In review, the book is a relevant contribution to the most recent literature on the security of the small states of the Gulf region. The author’s focus on Kuwait as a case study poses a contrast to the academic tendency toward the more assertive small states of Qatar and the UAE in the literature on the region, and allows for further intra-region comparison. Further, Lakshminarayanan’s attempt to develop a holistic view of Kuwait’s security as a small state reveals the importance of moving beyond the misleading dichotomies and hierarchies of domestic vs. external, hard power vs. soft power, amity vs. enmity in international relations.
Despite these merits, a number of reservations on theoretical, methodological and empirical fronts can be raised. Regarding the theoretical orientation of the book, Lakshminarayanan puts great emphasis on structural factors in documenting the security environment surrounding Kuwait as an inevitable given and presents its strategies as mere ‘responses’ to those factors. A more nuanced analysis would give more agency to Kuwait by seeking to understand how the foreign policy-making preferences of an oil-rich small state affects security structures. Methodologically, the book adopts “an inductive, descriptive-analytical method” (p. 23), yet the author does not go any further in explaining her methodological foundations, methods of data collection or sources. It would be quite constructive and convenient to dedicate a brief section to methodology.

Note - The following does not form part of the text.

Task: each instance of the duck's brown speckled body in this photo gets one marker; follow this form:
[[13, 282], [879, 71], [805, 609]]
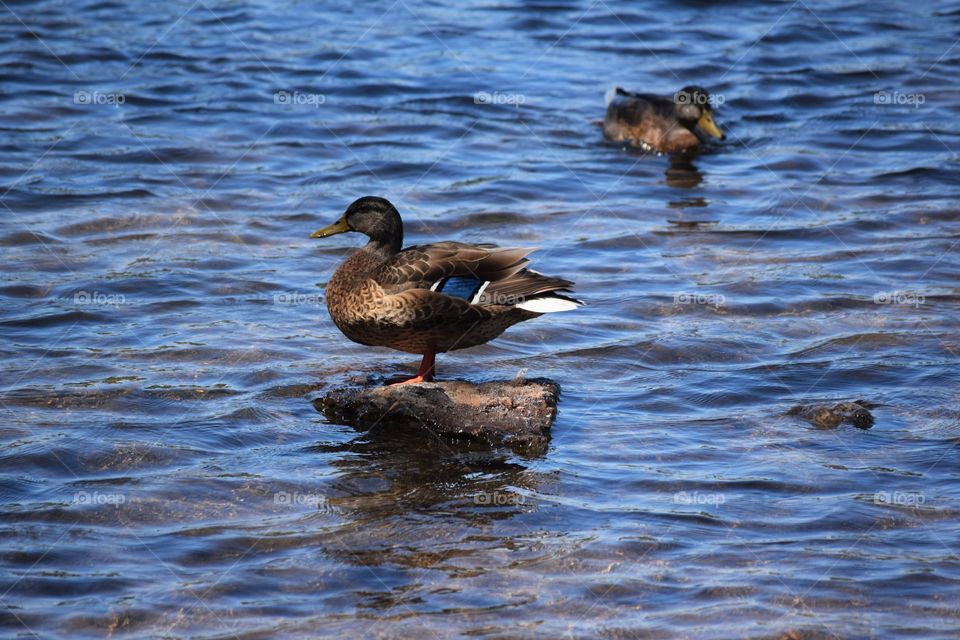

Empirically, the author relies heavily on secondary sources, namely books and journal articles, in supporting her arguments on the topic. Some descriptions of Kuwait’s own understanding of its security (constant fear of Iraqi attack (p. 47); obsession with siege mentality (p. 69); perpetual psyche of insecurity and fear (p. 106) would be further supported by primary sources, given the author’s first hand experiences and long-term presence in the country. Further, Lakshminarayananen gages very thinly with Kuwait’s foreign policy tools, sources, institutions, strategies and ‒ more importantly‒ their tangible impacts on its security. For instance, she argues, “Kuwait has successfully juggled ‘Dinar Diplomacy’ and capitalized on financial capabilities for political and security gains so as to win and influence friends and reduce enemies” (p. 102). Yet, for such a comprehensive generalization, more empirical support is required, given the fact that Kuwait was one of the major Gulf aid donors to Iraq in the 1980s, and that its aid to Yemen and Palestine fell short of winning friends in the face of Iraqi aggression toward Kuwait in 1990.
In conclusion, despite its shortcomings, Small Security Dilemma: Kuwait after 1991is worth reading to augment the scope of studies on security, small states and the Gulf region. Its compartmentalized approach to sources of small state insecurities (military, economic, social, political and environmental) and a holistic proposal to safeguard security is quite stimulating for further research. Finally, yet importantly, the clear and flowing language of the book provides an enjoyable and comprehensive reading for those who are interested in Kuwait’s security.